Diary entry- by a healthcare professional (inspired by true stories)
With a heavy heart, I walked through the familiar whitewashed corridor. If this had been any other job I would have left by now. But the feeling of responsibility lay heavy on my shoulders. I had no choice but to continue my journey.
The cacophony of beeps was never a pleasant welcome. I would much prefer a fanfare of applaud for dragging myself out of bed in spite of the dire prospect that awaited me. My second skin was ready for me although I was not sure I was ready for it. Laying thick across my body it encapsulated me and protected me. It was something that I had not become accustomed to but one that I had gradually learned to cope with. Bruises and sweat became the norm. If I struggled to catch my breath with a mask on, I hate to think what it would be like to have the virus. I felt ungrateful that I didn’t fully appreciate my position. In less than ideal circumstances I was trying my best. Trying to be something I was not.

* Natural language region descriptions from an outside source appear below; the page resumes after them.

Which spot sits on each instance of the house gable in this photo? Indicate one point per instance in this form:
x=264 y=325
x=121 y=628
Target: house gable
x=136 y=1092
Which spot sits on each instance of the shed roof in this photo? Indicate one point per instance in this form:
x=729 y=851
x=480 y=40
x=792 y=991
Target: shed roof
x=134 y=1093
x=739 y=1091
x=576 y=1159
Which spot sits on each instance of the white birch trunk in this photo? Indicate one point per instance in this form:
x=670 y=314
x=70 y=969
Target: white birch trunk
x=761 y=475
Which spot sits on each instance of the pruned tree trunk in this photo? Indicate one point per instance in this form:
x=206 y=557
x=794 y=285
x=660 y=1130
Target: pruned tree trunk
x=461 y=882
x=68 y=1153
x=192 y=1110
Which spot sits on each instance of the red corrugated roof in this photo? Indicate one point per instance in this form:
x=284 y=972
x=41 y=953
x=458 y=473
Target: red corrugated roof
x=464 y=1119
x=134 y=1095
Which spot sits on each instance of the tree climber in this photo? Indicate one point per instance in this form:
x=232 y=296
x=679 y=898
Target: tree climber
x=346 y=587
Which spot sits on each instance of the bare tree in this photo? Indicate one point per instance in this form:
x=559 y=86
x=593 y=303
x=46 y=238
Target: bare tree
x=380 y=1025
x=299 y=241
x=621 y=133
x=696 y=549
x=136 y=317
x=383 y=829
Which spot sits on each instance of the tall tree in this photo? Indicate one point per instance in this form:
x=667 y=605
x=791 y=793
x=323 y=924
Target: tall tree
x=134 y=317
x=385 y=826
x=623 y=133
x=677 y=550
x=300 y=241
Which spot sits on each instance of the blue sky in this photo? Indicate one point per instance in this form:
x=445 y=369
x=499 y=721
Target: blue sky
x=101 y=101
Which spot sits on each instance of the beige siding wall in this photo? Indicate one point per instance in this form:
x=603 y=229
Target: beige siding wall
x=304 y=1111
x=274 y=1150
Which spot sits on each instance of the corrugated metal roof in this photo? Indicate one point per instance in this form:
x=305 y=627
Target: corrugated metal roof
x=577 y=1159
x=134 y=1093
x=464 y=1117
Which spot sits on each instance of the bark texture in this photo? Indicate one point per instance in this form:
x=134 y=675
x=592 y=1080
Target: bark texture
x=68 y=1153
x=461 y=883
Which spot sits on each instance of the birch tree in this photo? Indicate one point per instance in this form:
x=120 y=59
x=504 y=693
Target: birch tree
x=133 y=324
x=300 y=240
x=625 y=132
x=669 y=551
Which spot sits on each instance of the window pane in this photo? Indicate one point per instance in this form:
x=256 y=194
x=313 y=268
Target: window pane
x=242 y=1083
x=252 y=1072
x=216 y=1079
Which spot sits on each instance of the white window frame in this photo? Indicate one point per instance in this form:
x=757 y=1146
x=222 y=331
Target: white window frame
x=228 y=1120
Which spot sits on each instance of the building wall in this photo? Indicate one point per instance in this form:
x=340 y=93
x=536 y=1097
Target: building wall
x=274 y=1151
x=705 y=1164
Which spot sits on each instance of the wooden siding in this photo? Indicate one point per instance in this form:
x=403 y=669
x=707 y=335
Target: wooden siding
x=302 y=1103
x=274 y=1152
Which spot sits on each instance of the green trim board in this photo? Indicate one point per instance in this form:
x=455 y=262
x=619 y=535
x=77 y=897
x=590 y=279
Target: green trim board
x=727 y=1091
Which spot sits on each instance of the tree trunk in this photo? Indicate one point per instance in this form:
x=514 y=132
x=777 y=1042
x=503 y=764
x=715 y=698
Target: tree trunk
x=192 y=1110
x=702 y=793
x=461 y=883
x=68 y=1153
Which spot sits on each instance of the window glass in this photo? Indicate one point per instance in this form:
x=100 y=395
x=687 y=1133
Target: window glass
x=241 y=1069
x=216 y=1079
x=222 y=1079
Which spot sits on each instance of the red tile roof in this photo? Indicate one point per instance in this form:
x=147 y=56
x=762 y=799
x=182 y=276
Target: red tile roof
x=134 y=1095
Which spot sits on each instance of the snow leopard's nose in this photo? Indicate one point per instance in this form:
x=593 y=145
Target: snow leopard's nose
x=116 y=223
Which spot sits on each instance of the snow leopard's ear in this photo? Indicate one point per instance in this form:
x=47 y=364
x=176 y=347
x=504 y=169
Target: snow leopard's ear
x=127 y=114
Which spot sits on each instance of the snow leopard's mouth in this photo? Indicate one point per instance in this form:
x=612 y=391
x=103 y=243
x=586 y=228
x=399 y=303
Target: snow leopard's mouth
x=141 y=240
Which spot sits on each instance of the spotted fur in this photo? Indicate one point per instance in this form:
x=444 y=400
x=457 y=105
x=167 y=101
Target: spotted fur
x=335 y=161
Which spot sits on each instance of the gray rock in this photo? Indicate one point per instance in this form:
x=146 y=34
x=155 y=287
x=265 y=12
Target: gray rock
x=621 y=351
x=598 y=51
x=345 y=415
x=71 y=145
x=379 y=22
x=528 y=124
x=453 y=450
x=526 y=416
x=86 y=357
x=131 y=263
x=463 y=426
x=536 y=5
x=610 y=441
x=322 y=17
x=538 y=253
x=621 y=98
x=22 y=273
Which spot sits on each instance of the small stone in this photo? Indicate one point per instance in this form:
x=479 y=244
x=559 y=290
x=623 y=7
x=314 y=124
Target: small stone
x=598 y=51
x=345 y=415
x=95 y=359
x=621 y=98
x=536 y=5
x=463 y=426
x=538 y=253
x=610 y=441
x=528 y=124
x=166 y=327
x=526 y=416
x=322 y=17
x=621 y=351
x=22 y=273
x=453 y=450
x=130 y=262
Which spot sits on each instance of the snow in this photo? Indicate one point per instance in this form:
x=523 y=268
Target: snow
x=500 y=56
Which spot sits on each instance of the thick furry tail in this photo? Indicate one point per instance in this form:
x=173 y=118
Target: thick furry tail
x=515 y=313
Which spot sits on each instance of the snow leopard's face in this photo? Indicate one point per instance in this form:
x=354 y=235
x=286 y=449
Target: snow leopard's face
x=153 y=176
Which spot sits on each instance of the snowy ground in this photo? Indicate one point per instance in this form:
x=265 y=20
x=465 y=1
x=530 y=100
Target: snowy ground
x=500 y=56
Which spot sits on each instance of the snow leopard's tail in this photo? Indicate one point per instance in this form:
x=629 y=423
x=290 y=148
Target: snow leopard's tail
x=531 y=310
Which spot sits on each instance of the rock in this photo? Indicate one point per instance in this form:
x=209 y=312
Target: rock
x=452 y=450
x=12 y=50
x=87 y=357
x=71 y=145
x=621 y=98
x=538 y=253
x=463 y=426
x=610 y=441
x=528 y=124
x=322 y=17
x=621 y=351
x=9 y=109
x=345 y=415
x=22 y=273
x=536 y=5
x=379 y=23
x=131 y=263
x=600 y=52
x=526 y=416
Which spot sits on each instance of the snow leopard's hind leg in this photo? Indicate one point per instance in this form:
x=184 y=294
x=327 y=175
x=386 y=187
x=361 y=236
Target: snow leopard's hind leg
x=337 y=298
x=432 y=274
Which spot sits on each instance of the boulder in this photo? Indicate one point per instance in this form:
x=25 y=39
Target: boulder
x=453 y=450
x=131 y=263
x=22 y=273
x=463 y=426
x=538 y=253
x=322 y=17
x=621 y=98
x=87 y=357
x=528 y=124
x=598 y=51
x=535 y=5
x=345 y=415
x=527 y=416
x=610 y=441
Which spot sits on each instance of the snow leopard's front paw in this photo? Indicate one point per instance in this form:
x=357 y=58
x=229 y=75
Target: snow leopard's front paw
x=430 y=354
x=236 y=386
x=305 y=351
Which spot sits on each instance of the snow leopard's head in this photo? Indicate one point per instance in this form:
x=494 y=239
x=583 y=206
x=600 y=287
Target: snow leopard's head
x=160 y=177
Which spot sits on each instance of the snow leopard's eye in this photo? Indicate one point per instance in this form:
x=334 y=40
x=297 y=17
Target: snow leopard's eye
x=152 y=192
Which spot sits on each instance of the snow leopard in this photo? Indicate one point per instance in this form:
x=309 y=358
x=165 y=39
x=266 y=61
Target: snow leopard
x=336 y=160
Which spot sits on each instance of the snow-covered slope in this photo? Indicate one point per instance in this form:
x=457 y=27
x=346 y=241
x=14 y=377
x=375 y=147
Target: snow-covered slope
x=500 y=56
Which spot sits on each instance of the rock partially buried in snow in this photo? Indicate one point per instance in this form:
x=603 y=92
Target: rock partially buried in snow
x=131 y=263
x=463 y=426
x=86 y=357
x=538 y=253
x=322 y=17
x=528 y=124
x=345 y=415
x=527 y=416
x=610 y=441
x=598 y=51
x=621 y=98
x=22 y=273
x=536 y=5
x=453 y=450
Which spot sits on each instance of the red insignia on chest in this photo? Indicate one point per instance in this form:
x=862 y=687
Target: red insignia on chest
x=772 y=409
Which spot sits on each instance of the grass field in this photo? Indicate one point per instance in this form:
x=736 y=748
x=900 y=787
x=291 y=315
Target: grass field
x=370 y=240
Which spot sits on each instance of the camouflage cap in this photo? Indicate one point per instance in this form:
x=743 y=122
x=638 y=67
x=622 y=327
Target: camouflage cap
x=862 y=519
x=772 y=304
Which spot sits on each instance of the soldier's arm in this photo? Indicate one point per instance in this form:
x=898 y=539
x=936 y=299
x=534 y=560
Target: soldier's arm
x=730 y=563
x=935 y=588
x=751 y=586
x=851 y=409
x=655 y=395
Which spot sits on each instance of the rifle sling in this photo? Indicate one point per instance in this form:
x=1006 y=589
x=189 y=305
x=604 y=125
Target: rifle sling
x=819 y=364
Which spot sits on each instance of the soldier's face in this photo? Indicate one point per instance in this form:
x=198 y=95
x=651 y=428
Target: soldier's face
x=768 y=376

Raspy and hoarse the sound of breathing was muffled. The callous nature of a ventilator is not one I would wish on anyone. Patients were longing for good news, optimistic of their future. This was far from the reality. Living in ominous need, patients felt stripped of all rights. No family, no contact and no hope. I became that family member. A shoulder to cry on. A hand to hold. Hopeful and hopeless I continued to attempt to think of new possibilities and new ideas. All too often I felt I was letting down those in my care. I willed myself to do more. To be a better doctor. To save lives. But sometimes I had to do less. Sometimes I had to do nothing at all. Sometimes I had to let go.
Patient x was young. Only 21 to be exact. They had the lungs of elderly person with COPD. When they first came under my care this was not the case. They were spirited and amusing. Now they lay limp and lifeless. The desire to live was gone. Their battle had been fought hard. Their strength had dissipated.
They have compared this torrent of infection as being like a wave. One that will hit a peak and eventually fall. But the influx of patients hasn’t stopped. I feel like we have been riding this wave for a world record time. When on a beach perhaps I wouldn’t want the waves to end, gently rolling onto the shore. Sitting with cocktails and a good book. Bliss. Purgatory anguish was the only thing ahead.